Using the count data directly for one sample, we can see that there are some consistencies in domain structures between the bulk and the subsampled data detected by all three algorithms, with ARI being 0.70, 0.65, and 0.54, for CaTCH, HiCseg, and TopDom, respectively (S6 Fig). We then KR-normalized both the bulk and the subsampled data. It is interesting to see that KR-normalized subsampled data now has less resemblance with the bulk data in terms of domain structures, although we see that the TADs detected by TopDom for the KR-normalized bulk data and the raw bulk data before normalization are very similar, which is not true for the other two domain detection algorithms (S6 Fig). We then further obtained RWS- and RWR-smoothed data based on the KR-normalized subsample matrix. We see that some domain structures become visible with the RWS-smoothed matrices, especially with a larger number of steps (Fig 3(a) and S7 Fig). RWR with a small restart probability, 0.05, 0.1, and 0.2, also seemed to reveal some domain structures; however, the diagonal feature started to take over with a larger restart probability (S8 Fig). Since the underlying ground truth is unknown, one could not tell for sure whether the domain structures visually apparent were true TADs, although we note that the observed domain structure from the bulk data and the structures revealed by the smooth data with an appropriate number of steps or an appropriate restart probability are similar for the large domains. Further, it is interesting to see that, although the performance of TopDom lacked behind CaTCH and HiCseg for the subsampled data before smoothing, it detected TADs for all RWS- and RWR-smoothed matrices, and all led to a higher ARI with the bulk data. For HiCseg, it called many meaningless small domains for all the data matrices (including the bulk data) except for RWS10s. Despite the excellent performance for the subsampled data as we noted above, CaTCH failed for all the other forms of data, namely all the normalized and smoothed matrices, calling every two consecutive bins as a domain.

Download:

Fig 3. Results based on the subsampling procedure to simulate single cell data.

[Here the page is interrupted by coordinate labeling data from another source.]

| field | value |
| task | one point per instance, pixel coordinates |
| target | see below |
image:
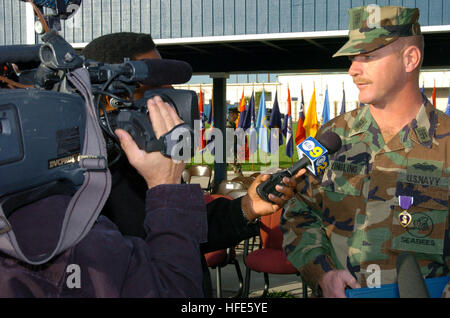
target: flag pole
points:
(202, 121)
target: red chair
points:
(270, 257)
(221, 258)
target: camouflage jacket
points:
(348, 218)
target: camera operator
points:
(229, 221)
(105, 263)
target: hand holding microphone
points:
(315, 159)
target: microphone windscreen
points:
(409, 278)
(162, 72)
(331, 141)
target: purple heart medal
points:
(405, 202)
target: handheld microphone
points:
(314, 157)
(69, 6)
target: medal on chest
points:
(405, 203)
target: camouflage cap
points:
(372, 27)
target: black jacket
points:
(126, 208)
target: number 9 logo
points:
(316, 152)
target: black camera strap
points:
(87, 202)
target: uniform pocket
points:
(343, 183)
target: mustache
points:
(360, 80)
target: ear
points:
(411, 58)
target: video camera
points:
(43, 126)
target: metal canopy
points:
(287, 55)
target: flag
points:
(242, 123)
(447, 110)
(261, 125)
(288, 121)
(433, 96)
(275, 119)
(326, 109)
(285, 121)
(210, 119)
(250, 119)
(343, 103)
(209, 136)
(241, 110)
(300, 133)
(202, 141)
(311, 125)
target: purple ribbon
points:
(405, 201)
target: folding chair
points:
(270, 257)
(201, 171)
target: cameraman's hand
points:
(154, 167)
(253, 206)
(334, 282)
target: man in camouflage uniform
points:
(345, 224)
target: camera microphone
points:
(314, 157)
(67, 6)
(165, 71)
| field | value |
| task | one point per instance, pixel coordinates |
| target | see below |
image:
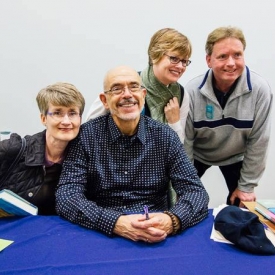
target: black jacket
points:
(30, 178)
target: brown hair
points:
(60, 93)
(168, 40)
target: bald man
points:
(120, 165)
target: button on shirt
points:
(107, 174)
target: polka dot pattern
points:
(107, 174)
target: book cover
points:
(268, 203)
(265, 212)
(250, 205)
(13, 205)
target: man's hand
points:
(157, 220)
(172, 111)
(137, 228)
(243, 196)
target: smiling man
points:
(229, 119)
(121, 163)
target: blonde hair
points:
(222, 33)
(168, 40)
(60, 93)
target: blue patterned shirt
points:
(107, 174)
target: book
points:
(13, 205)
(265, 212)
(268, 203)
(251, 205)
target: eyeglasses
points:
(176, 60)
(58, 115)
(117, 90)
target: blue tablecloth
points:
(52, 245)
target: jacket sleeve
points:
(179, 127)
(256, 151)
(189, 128)
(9, 149)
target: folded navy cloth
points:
(244, 229)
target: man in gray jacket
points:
(229, 119)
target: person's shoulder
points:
(256, 76)
(194, 82)
(11, 145)
(258, 82)
(94, 124)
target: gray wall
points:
(44, 41)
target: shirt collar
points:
(115, 132)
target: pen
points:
(146, 212)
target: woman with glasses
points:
(169, 52)
(37, 172)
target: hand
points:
(243, 196)
(157, 220)
(137, 228)
(172, 111)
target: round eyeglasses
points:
(58, 115)
(118, 89)
(176, 60)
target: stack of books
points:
(13, 205)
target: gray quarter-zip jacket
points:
(239, 132)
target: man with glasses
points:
(229, 119)
(120, 165)
(168, 57)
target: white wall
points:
(44, 41)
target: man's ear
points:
(43, 119)
(103, 99)
(208, 59)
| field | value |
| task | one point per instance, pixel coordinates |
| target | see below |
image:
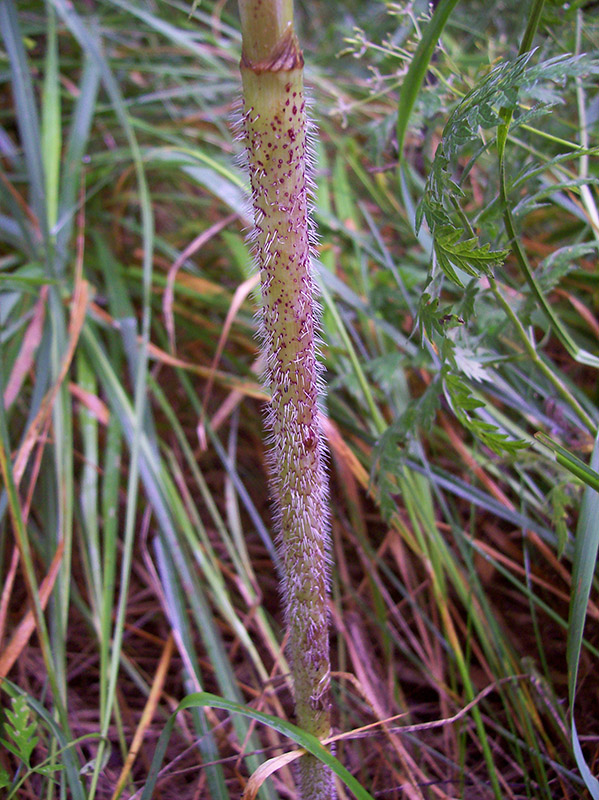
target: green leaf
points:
(300, 737)
(466, 255)
(20, 730)
(572, 463)
(583, 570)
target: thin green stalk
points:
(275, 128)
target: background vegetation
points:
(460, 318)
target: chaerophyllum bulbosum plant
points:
(275, 130)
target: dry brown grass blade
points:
(169, 292)
(247, 388)
(147, 714)
(266, 769)
(7, 591)
(78, 312)
(31, 340)
(27, 625)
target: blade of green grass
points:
(305, 740)
(583, 570)
(418, 68)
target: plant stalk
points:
(275, 129)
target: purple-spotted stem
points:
(275, 128)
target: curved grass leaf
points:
(418, 68)
(583, 570)
(300, 737)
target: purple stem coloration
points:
(275, 129)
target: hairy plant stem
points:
(275, 129)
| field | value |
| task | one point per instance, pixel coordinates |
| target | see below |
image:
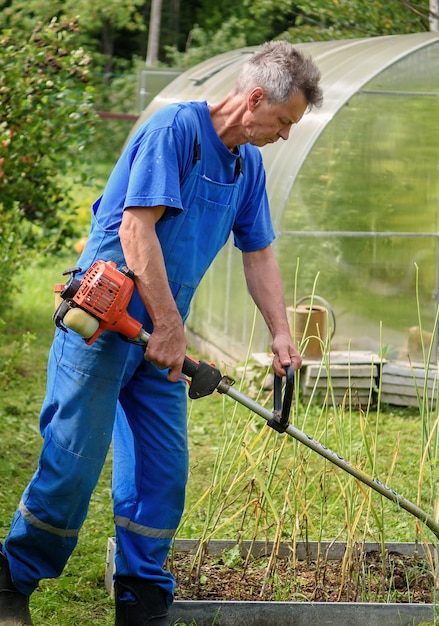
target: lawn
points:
(246, 481)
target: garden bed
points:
(227, 584)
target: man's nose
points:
(284, 133)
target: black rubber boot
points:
(139, 603)
(14, 606)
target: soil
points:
(371, 578)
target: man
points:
(190, 176)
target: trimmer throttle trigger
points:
(205, 377)
(282, 409)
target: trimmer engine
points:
(97, 302)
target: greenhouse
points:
(354, 196)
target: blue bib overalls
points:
(107, 390)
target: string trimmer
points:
(98, 302)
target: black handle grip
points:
(282, 408)
(205, 377)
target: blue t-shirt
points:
(160, 155)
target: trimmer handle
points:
(282, 408)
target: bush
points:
(47, 119)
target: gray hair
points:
(281, 70)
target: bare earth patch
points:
(373, 578)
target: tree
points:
(46, 120)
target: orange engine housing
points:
(105, 293)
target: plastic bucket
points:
(311, 325)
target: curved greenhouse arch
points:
(347, 66)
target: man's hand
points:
(285, 354)
(167, 348)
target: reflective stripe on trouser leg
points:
(76, 421)
(150, 473)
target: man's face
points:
(266, 123)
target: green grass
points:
(245, 482)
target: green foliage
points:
(205, 44)
(47, 120)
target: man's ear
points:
(255, 97)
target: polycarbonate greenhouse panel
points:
(365, 163)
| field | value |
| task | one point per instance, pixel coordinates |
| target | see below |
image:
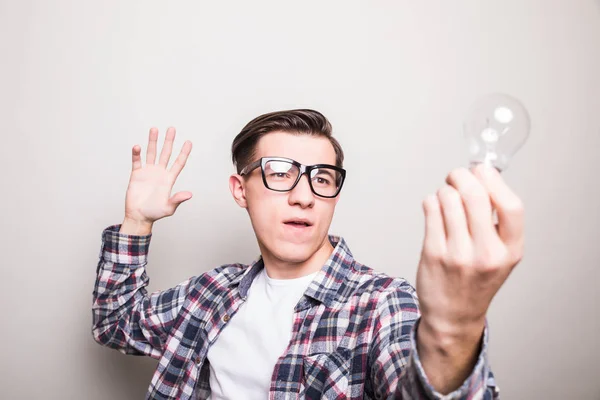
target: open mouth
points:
(297, 223)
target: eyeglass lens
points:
(281, 175)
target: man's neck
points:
(280, 269)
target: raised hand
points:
(465, 260)
(148, 196)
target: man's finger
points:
(181, 159)
(507, 204)
(435, 236)
(477, 204)
(455, 220)
(165, 153)
(136, 159)
(151, 151)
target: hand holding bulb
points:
(467, 256)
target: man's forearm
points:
(448, 358)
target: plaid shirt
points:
(354, 333)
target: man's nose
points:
(301, 194)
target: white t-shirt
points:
(243, 357)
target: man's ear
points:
(236, 185)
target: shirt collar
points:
(329, 283)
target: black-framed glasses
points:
(283, 174)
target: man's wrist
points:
(132, 227)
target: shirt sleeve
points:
(396, 369)
(125, 317)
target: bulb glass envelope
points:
(496, 126)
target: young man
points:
(306, 320)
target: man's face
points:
(272, 213)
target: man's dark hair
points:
(300, 122)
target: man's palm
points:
(148, 197)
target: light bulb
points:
(495, 127)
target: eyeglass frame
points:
(304, 169)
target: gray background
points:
(81, 82)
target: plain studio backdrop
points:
(82, 82)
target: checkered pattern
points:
(354, 334)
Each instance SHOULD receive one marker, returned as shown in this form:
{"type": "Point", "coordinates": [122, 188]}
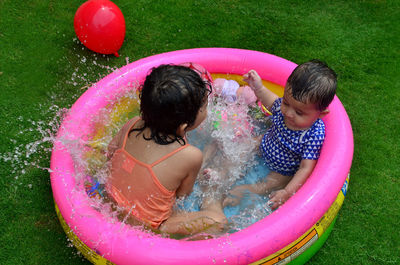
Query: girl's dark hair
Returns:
{"type": "Point", "coordinates": [313, 82]}
{"type": "Point", "coordinates": [171, 96]}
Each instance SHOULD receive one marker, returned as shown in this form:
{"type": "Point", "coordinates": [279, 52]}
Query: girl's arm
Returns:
{"type": "Point", "coordinates": [266, 97]}
{"type": "Point", "coordinates": [279, 197]}
{"type": "Point", "coordinates": [195, 159]}
{"type": "Point", "coordinates": [236, 194]}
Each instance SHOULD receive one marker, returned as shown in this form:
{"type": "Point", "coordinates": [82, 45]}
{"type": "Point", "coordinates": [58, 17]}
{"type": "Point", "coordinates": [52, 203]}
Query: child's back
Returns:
{"type": "Point", "coordinates": [151, 163]}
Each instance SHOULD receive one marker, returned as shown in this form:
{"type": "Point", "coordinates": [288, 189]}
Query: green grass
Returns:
{"type": "Point", "coordinates": [40, 59]}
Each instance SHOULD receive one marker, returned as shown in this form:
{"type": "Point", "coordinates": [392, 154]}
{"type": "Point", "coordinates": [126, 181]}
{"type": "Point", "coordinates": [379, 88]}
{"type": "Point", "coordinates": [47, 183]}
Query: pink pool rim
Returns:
{"type": "Point", "coordinates": [122, 244]}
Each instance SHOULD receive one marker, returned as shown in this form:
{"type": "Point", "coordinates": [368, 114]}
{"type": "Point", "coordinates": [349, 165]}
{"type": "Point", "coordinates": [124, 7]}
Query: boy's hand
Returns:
{"type": "Point", "coordinates": [253, 79]}
{"type": "Point", "coordinates": [277, 198]}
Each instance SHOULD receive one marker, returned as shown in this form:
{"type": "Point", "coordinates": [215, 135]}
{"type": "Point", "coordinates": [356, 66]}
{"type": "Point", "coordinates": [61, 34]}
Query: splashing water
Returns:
{"type": "Point", "coordinates": [234, 129]}
{"type": "Point", "coordinates": [228, 126]}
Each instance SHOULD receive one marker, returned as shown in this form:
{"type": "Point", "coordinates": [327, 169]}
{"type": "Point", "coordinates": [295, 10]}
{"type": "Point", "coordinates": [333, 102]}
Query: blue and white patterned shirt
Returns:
{"type": "Point", "coordinates": [283, 149]}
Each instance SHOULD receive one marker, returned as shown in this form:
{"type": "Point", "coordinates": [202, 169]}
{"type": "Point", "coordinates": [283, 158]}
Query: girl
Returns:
{"type": "Point", "coordinates": [151, 162]}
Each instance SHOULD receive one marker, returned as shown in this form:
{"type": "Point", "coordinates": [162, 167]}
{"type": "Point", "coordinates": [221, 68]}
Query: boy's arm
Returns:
{"type": "Point", "coordinates": [266, 97]}
{"type": "Point", "coordinates": [279, 197]}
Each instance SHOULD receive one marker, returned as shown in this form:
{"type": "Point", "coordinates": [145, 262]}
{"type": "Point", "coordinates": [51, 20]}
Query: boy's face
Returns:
{"type": "Point", "coordinates": [299, 115]}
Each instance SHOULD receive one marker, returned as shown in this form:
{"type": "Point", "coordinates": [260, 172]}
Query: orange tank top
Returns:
{"type": "Point", "coordinates": [134, 186]}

(a) Data matrices (column one) and detected domain boundaries (columns 2-4 for CaTCH, HiCseg, and TopDom, respectively); row 1 shows the original bulk count matrix, while rows 2-4 provide, respectively, the KR-normalized, SWS3s, RWR0.1, results from one subsample. Note that 150 and 0.05 are the censured values for the heatmaps. (b) Violin plots of ARI values for the results from TopDom with 11 kinds of data matrices with 100 replicated subsamples.

https://doi.org/10.1371/journal.pone.0327100.g003

To gauge variability, we performed the subsampling 100 times, and we plotted the distributions of the ARIs between the subsampled matrices (before and after various levels of smoothing) and the bulk data. The results for TopDom applying to the RWS- and RWR-smoothed data are fairly consistent across a wide range of number of steps and restart probabilities, and there is an appreciable improvement over the results for the subsampled count or KR-normalized subsampled data matrices (Fig 3(b)). However, for CaTCH, the results from the count matrix are better than their KR-normalized and smoothed counterparts; for HiCseg, RWS with an appropriate number of steps (3–5) achieved similar results as the subsampled count data (S6(b) Fig).

3.2 Analysis of two experimental Hi-C datasets

We now turn to experimental data to further substantiate our findings from the three simulation studies. We evaluated whether the RWS- and RWR-smoothed matrices from real experimental data can lead to improvements on TAD detection using the same three algorithms that we investigated in the simulation studies. To be comprehensive, we considered two publicly available Hi-C datasets — one bulk and one single cells — that provides a range of data sparsity.

3.2.1 Human embryonic stem cells bulk Hi-C data.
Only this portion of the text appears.